The service sector of the U.S. economy grew again in August, but the pace slowed down because of higher interest rates, slower sales, and fewer customers. This was found in a new poll.
The Institute for Supply Management said that a measure of service businesses went up one point, from 51.4% in July to 51.5% last month. People think that numbers over 50% are good for the business.
It has been stuck in a tight range since the spring, which shows that the economy has slowed down.
Steve Miller, who led the survey, said, “Slow to moderate growth was seen across many industries.”
The Wall Street Journal asked economists and found that they thought the reading would be 51.0%.
A similar ISM poll of American makers found worse things. It went down for the fifth month in a row, which suggests that it won’t get better until after the election.
High interest rates on loans have hurt manufacturers more than service-based businesses.
Key details:
- The new-orders index rose 0.6 points to 53.0%.
- The production gauge fell 1.2 points to 53.3%.
- The employment barometer slipped 0.9 points to 50.2%, a relatively weak result.
- The prices-paid index, a measure of inflation, increased slightly to 57.3%.
Big Picture: The U.S. economy has been driven by services for the past few years, but high interest rates and rising prices have put a strain on this sector.

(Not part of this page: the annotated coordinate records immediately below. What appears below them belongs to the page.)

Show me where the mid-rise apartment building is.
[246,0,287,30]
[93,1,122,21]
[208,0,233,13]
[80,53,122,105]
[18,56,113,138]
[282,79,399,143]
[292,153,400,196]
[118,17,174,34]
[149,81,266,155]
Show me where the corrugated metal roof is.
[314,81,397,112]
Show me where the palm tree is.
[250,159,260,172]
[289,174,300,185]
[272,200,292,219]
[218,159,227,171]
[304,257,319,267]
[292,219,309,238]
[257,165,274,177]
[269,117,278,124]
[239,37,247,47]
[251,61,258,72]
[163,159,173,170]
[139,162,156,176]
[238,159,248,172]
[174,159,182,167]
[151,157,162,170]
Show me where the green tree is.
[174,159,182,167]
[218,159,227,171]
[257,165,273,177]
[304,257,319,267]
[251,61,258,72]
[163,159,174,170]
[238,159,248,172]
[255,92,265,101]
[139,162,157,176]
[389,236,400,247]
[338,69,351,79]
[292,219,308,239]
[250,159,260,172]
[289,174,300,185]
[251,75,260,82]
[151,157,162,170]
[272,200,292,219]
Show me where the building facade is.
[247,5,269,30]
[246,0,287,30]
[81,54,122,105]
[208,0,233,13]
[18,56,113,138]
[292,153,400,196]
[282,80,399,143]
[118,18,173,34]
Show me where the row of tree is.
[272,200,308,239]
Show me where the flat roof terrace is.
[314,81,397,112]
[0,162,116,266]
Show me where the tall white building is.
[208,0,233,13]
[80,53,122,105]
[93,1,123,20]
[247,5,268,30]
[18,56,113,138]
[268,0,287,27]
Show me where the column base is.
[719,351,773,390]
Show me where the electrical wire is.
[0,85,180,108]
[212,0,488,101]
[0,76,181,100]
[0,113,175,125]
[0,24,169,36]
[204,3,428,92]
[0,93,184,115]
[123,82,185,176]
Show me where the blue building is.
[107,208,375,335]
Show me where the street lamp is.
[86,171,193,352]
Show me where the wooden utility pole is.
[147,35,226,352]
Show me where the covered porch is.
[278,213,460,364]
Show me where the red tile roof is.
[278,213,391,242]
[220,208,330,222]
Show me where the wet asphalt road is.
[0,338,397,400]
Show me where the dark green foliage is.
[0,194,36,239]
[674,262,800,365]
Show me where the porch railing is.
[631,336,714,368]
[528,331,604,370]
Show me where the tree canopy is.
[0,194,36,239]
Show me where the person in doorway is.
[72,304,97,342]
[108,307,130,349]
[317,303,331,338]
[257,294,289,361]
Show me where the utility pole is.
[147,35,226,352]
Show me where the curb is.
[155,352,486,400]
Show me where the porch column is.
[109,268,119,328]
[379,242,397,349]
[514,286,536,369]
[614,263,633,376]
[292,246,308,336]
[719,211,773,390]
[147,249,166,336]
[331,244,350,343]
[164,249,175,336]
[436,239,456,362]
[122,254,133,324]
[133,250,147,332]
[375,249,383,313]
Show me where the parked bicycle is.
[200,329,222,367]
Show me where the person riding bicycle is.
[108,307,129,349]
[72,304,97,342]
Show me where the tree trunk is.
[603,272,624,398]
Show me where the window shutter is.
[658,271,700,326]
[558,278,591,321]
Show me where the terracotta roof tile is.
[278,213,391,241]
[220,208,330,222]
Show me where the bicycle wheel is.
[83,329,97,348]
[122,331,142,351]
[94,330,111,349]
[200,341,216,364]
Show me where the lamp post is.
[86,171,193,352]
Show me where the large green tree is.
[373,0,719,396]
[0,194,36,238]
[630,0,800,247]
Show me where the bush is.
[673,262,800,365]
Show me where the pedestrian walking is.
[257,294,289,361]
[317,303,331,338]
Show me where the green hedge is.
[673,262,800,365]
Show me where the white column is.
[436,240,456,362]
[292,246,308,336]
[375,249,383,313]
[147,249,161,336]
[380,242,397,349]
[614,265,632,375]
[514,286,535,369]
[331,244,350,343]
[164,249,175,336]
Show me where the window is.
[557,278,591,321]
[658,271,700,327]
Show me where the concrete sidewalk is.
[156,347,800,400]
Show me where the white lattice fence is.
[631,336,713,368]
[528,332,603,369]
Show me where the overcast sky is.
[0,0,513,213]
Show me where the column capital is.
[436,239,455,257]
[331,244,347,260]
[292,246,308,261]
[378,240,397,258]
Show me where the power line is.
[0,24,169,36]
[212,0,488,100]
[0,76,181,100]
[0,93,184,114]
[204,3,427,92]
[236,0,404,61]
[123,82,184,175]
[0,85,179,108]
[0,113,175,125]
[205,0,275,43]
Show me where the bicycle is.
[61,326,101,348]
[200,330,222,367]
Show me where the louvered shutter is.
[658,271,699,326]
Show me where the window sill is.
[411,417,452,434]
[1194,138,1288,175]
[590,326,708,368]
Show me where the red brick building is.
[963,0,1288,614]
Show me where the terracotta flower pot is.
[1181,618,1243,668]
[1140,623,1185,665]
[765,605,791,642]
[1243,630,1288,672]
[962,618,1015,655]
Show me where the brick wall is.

The yearly rate of inflation is back to levels that were low before the pandemic, which is good news. The Federal Reserve is also ready to start lowering interest rates in a few weeks. Lower interest rates on loans could increase sales, lead to more jobs, and help the economy grow.
In the future: “Demand for services is slowly falling, but new orders and production have continued to grow into the third quarter,” said Ben Ayers, a senior economist at Nationwide.
“Still, there are signs that people are cutting back more as the autumn season approaches, which could bring services closer to shrinking later this year.”